Show HN: I AI-coded a tower defense game and documented the whole process

Game impressions & mechanics

  • Commenters find the tower defense game “very cool,” addictive, and visually polished; the rewind-time mechanic draws comparisons to “Edge of Tomorrow.”
  • Suggestions include adding a level editor and UGC-sharing on platforms like Reddit.
  • Players note short length and ask for more content. A small tutorial bug is reported but not reproducible.
  • Some users struggle with energy management; the key tip is to use rewind very sparingly to afford early towers.

Use of AI in development

  • The project is seen as a strong real-world example of AI-assisted coding, especially because prompts and process are documented.
  • Several developers report similar experiences: AI is excellent at boilerplate, wiring up new frameworks/libraries, and quickly exploring unfamiliar tech.
  • Others describe AI as a “junior dev in the driver seat”: fast, but requiring constant supervision and correctness checks.

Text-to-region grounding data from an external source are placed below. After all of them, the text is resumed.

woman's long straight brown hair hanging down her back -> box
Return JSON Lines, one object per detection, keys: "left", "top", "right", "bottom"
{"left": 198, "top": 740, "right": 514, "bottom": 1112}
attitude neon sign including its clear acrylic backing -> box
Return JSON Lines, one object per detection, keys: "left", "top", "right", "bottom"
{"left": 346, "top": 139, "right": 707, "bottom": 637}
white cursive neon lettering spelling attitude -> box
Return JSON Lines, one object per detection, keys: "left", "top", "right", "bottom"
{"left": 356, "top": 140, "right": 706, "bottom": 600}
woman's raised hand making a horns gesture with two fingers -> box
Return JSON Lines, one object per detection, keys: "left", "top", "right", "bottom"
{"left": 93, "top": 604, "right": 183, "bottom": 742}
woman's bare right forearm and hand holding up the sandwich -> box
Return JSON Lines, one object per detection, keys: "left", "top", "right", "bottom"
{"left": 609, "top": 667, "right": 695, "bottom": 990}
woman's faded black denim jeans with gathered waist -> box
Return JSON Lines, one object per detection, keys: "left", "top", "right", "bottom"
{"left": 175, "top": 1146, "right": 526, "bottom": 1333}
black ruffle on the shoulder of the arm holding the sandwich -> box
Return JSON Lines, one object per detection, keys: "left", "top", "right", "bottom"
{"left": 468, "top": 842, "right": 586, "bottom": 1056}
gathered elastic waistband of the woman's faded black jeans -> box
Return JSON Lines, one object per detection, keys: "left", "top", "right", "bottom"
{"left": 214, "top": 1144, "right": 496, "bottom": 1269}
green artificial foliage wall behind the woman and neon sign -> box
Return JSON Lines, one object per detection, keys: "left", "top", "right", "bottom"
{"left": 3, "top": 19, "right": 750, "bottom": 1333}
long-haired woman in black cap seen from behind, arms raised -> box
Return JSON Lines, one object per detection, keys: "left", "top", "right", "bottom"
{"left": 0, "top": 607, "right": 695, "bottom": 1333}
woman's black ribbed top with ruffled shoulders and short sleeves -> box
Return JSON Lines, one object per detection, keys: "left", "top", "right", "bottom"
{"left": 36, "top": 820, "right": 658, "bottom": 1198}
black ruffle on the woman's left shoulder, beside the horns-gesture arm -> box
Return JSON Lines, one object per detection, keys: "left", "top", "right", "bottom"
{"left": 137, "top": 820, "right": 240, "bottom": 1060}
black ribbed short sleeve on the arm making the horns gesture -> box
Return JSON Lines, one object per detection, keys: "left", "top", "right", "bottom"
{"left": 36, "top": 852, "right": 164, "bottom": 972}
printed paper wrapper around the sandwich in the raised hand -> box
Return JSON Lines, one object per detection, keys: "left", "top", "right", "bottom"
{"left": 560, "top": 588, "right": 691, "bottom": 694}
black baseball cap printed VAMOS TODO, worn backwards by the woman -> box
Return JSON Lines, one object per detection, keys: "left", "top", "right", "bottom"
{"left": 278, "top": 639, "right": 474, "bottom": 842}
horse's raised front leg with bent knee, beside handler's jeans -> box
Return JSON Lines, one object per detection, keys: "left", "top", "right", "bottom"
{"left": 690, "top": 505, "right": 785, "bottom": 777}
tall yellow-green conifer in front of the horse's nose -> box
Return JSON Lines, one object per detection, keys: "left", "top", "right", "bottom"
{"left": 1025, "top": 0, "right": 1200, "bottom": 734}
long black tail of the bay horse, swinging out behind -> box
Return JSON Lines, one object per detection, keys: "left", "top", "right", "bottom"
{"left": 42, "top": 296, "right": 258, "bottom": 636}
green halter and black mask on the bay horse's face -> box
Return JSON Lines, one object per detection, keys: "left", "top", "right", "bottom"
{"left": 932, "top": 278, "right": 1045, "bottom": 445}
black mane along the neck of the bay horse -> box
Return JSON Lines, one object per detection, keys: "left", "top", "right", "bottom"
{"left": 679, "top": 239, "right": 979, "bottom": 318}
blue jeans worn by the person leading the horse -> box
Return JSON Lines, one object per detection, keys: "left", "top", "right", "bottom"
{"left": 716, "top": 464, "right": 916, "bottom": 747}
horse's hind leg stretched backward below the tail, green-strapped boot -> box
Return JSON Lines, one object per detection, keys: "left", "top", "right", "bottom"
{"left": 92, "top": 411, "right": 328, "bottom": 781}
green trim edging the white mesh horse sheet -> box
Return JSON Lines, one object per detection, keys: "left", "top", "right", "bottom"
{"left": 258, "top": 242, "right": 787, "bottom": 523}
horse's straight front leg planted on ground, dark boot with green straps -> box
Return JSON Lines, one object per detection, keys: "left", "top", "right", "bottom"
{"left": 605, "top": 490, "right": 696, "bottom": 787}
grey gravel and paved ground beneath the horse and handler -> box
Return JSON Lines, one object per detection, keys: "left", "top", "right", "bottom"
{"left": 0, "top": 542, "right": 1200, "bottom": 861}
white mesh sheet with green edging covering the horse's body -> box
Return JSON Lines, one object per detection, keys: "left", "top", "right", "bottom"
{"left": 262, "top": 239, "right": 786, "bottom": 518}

Prompting, workflow, and “vibe coding”

  • Effective workflows emphasize: clear high-level goals, breaking work into many small tasks, and giving architectural guidance.
  • Some treat AI as a spec/PRD generator (“vibe speccing”) or even ask it to write “scientific papers” describing intended systems before coding.
  • There is disagreement over whether “prompt engineering” is a real skill or just good communication and domain expertise by another name.

Productivity claims and skepticism

  • Enthusiasts report dramatic speedups (up to “100x”) on greenfield or exploratory work, particularly for indie games and one-off tools.
  • Skeptics argue those numbers are exaggerated; they see modest gains (e.g., 10–20 minutes saved per hour) and note that thinking, alignment, and review dominate time.
  • Debate centers on: when reviewing/fixing AI code is slower than just writing it, and how much value experts truly gain.

Tooling and costs

  • Tools mentioned: Cursor (with Claude), Augment Code (praised for context on larger codebases but called unreliable and pricey), JetBrains with Claude integration, Claude Code, Gemini, and others.
  • The author used flat-rate subscriptions rather than per-token billing and estimates 25–30 hours of total work.

Limitations, bugs, and tricky cases

  • Multiple examples show AI struggling with subtle front-end issues (mobile text inputs, CSS layout, htmx integration) and modern APIs, often hallucinating or looping.
  • Commenters stress the need to restart chats, narrow scope, and sometimes fall back to manual debugging and domain knowledge.

Project history & transparency

  • Large initial commit is explained by early days without version control; prompts were reconstructed later from tool histories.
  • Several readers appreciate checking in prompts for traceability, reproducibility, and as a learning resource.